Avansic: All Search Technologies Are Not Created Equal

Extract from Avansic’s article “All Search Technologies Are Not Created Equal”

Search Engines in eDiscovery

It’s helpful to understand that eDiscovery platforms have different search technologies under the hood. Historically, dtSearch was used due to affordability and ease of implementation. More recently, open source and free search technologies have become available. The most widely used is Lucene, which major companies use in eDiscovery and the general technology world.

dtSearch and Lucene

dtSearch, a constant in the market for years, is a closed source tool with most of the syntax having been widely adopted. Searching “within” by using “W/” is fairly well known; “pipe W/5 broken” means the user is looking for any mention of the term pipe within five words of broken. dtSearch also provides a robust set of default indexing settings with common noise words, vocabulary, and ignorable white space characters. These defaults are easily modified but note that complete indexing is required when a modification is made.
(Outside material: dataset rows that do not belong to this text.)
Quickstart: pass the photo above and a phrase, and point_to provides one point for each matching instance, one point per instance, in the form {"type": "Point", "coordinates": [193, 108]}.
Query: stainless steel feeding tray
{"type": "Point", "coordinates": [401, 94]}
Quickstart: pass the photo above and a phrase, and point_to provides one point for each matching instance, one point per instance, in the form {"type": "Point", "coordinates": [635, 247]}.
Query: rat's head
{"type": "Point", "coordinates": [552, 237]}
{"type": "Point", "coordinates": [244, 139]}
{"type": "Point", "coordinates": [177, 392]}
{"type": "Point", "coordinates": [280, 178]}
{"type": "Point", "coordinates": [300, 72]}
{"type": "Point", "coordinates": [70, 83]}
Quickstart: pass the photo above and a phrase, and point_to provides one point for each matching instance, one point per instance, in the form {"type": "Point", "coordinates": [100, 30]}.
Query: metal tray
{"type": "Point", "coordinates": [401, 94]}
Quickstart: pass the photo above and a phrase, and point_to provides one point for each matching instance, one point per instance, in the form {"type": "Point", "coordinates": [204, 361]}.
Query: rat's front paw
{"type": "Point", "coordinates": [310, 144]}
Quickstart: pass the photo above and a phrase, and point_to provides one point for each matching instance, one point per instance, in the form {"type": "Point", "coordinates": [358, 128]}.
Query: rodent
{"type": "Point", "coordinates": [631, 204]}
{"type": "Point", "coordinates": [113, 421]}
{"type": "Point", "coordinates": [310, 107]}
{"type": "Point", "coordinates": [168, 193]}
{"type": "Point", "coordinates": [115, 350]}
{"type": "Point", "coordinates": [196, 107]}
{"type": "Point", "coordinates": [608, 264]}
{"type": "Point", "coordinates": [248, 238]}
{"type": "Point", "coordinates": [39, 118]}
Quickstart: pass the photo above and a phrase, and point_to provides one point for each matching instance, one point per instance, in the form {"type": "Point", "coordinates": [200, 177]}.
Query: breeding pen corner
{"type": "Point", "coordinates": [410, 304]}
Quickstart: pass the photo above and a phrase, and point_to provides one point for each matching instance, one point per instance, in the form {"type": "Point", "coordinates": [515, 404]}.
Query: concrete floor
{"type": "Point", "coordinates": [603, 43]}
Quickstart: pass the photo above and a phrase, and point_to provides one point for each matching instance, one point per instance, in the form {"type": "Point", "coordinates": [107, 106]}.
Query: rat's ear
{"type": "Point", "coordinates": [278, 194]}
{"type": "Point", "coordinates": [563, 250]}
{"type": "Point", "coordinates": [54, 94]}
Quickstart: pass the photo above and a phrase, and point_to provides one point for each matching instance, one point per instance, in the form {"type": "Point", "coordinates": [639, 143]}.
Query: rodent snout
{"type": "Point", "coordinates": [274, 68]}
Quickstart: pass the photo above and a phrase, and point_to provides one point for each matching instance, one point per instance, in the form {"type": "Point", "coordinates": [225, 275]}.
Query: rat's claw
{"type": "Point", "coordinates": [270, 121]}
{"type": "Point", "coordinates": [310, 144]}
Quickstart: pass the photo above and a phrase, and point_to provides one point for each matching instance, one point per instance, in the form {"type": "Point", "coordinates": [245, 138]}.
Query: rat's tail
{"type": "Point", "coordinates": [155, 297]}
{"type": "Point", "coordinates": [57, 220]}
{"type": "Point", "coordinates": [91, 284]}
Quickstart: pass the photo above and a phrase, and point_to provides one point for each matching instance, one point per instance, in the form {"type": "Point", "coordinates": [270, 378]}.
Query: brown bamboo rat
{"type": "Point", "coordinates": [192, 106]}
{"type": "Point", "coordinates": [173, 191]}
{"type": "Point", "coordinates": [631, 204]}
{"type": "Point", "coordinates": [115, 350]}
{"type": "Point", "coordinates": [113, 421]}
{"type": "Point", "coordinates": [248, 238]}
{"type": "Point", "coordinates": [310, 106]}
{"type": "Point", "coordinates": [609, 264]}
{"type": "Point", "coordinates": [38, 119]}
In contrast, Lucene, in its purest form, does not provide a set of default noise words, vocabulary, and ignorable white space; it requires locating those elsewhere. The search syntax in Lucene uses a markup language called JSON. Most implementations of Lucene-style indexes in the eDiscovery space mask this JSON search language with an interpreter that mirrors the syntax used by dtSearch, which looks and feels familiar to users. The primary benefit of using modern indexing like Lucene is in both the licensing cost and advanced features such as storing an index across multiple discrete servers. This increases the management cost for an index but allows more redundancies within the searching system. For example, an index server can be rebooted and still perform searches which is not possible with dtSearch.